For months I've noticed the almost subtle changes in her appearance. At first I attributed the dark circles under her eyes to the long hours spent trying to spin the President's MS. The weight loss was easy to ignore because we were all eating less, and if her collarbone was a little more pronounced, we didn't say anything. But she walks with a painful gait now, the grace and elegance absent from her posture. Time and his brother, Care, have set some marks across her brow, and worry lines have spread in a ripple-like effect around the corners of her mouth. But she is no less beautiful to me.

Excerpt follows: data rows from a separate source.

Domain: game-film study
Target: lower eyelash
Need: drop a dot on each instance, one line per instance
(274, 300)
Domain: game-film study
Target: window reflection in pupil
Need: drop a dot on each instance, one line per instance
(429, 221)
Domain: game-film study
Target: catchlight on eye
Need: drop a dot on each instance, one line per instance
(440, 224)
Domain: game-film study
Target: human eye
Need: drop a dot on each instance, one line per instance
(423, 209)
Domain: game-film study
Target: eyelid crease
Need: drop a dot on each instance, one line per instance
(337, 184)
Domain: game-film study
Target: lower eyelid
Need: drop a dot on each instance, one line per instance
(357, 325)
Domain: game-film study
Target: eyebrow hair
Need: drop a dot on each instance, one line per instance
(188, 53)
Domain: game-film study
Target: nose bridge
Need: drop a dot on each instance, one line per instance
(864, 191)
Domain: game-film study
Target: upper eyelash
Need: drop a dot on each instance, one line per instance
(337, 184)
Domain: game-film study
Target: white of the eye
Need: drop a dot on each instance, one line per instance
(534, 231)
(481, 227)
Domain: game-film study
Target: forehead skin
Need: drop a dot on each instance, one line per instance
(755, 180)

When she finally notices me on the couch, she sighs and leans back in her chair. "I don't want to hear it, Toby."

"Ok."

She shoots a deadly look my way before closing her eyes briefly and rolling her neck. "I told Leo I was going to be late," she says suddenly.

"Yes."

"I mean, I didn't know I'd be gone so long, but I told him."

"Why did you turn your cell phone off?"

I try to keep my tone level, and my face blank because I don't want to put her on the defensive, but she's going to have to answer these questions sooner or later, and it's better me than Leo.

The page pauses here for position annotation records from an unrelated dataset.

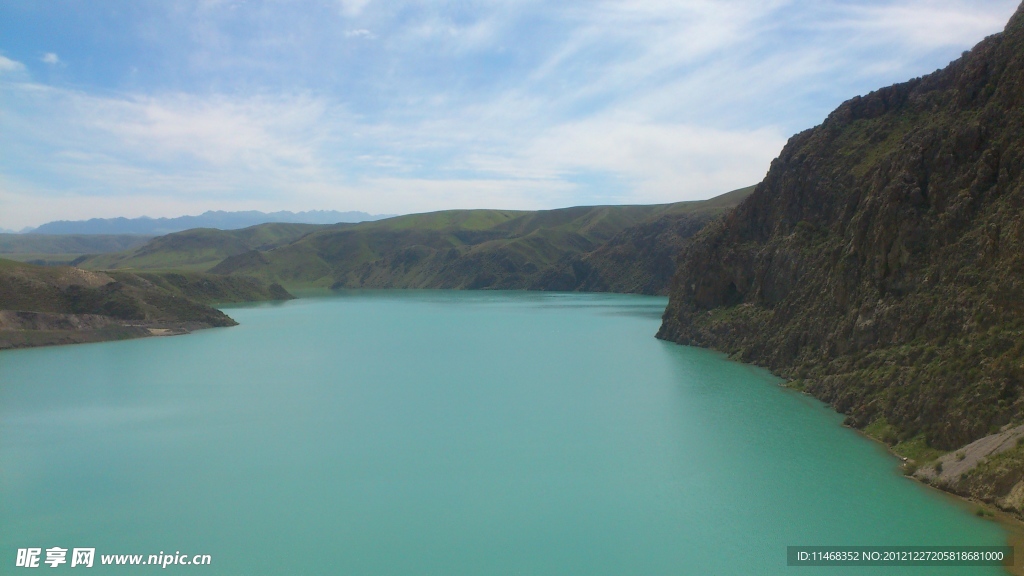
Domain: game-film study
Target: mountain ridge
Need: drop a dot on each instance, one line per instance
(211, 218)
(878, 265)
(596, 248)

She shrugs carelessly. "I didn't want to be disturbed."

"You didn't want to be disturbed?" I ask incredulously. "You're going to have to do a little better than that."

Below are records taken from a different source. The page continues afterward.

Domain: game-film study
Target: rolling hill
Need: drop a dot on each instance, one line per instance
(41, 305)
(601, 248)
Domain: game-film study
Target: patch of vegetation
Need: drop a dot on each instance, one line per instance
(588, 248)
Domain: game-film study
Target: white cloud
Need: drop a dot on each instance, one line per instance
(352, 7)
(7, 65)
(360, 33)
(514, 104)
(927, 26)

She holds my gaze for a moment and smiles softly. "I just got in my car and started driving. I ended up halfway to Virginia Beach before I turned around."

I look down at my hands clasped together over my crossed legs and sigh. "Do you have any idea how incredibly stupid that was?"

"I needed some time to think."

"Think about what? You work in the White House, CJ, you can't go gallivanting across the state whenever you get a wild hair. You have responsibilities. Leo's pissed."

"Sounds like you are too, Pokey."

"I'm not. I'm just concerned."

Her gaze is locked to the far wall, and there is a look of infinite sadness etched across her features. I wonder if it has always been there, and I just haven't noticed before. It's possible, believe me. When she turns back to me, her face is blank again.

"So, why were you trying to call me?"

"What?"

"You asked me why I'd turned off the cell phone, so I assume you tried calling."

"Repeatedly."

"Yeah, so, why?"

I shift uncomfortably because I'm the one who's supposed to be asking the questions here. She notices my discomfort and pinches the bridge of her nose. With one twitch of her mouth she exudes weariness, but her eyes remain challenging, and she looks like the old CJ.

"There's this thing."

She looks at me expectantly when I trail off and leans forward. "Yeah Toby, my psychic wasn't able to fit me in today, so if you could, you know, tell me what this 'thing' is, I'd be much obliged."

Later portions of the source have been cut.